Second temporary exhibition presented at the Centre Pompidou x West Bund Museum Project from 12 November 2020 to 28 February 2021, “Design and the Wondrous” questions current adornment and how it relates to new digital logics for designing and producing design items. With a wealth of formal and technological experimentation, the exhibition is situated between a scientific “marvellous” bordering on the imaginary, and the exploration of morphologies for objects whose materials and innovative techniques open out to a future that is connected to nature and the living world.
The exhibition thus presents more than a hundred design objects, essentially from the Centre Pompidou collection. Characterised by a strong cultural dialogue between China and France, the exhibition brings together and for the first time also places Centre Pompidou works in resonance with those of contemporary Chinese designers, some of which were produced specifically for the exhibition.

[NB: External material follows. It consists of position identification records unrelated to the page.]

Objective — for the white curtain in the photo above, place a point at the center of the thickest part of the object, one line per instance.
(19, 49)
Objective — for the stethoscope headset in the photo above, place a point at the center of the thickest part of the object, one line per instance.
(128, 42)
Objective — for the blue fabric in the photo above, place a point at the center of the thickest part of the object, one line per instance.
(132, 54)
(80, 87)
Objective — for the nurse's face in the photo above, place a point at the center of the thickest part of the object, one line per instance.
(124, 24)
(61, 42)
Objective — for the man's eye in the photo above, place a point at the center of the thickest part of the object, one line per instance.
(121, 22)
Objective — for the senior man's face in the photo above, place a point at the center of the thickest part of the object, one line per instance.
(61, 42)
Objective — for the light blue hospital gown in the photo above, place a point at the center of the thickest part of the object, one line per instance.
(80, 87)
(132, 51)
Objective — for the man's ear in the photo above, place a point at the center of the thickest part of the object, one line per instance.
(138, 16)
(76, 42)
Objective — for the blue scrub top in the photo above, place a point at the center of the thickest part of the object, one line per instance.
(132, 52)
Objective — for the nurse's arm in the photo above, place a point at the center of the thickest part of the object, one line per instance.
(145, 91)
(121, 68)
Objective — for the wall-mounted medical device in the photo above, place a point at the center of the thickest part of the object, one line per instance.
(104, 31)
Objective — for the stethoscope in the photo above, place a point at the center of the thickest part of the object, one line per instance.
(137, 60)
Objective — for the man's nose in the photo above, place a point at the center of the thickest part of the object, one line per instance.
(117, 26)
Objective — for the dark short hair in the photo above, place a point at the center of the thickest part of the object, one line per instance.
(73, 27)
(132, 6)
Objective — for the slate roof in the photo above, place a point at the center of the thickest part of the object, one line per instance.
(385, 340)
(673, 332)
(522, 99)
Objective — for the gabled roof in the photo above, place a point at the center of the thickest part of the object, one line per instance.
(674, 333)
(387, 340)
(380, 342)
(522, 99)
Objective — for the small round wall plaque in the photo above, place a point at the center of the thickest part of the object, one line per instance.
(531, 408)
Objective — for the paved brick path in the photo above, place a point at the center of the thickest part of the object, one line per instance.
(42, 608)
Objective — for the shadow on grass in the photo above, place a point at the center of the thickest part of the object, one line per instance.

The concept of adornment is situated at the intersection between art and craft and the digital technologies that are questioned by all these creators, between tradition and modernity. Ranging from the representation of natural forms to the recreation of biological growth processes using digital tools, “Design and the Wondrous” recounts a history of design, between the vegetal and the ornamental, which questions the metamorphic dimension of adornment, whose role is explored in terms of morphogenesis in which the object never ceases to be transformed through a dynamic of evolving forms. Traditional manufacturing techniques are currently being hybridized with digital tools that give rise to new aesthetic and industrial issues. The ornamental complexity of design objects is now made possible thanks to new simulation software and digitally controlled machines that enable the recreation of nature’s growth generating processes. Nature’s generative dimension has endowed adornment with a new structural role in all of these creations.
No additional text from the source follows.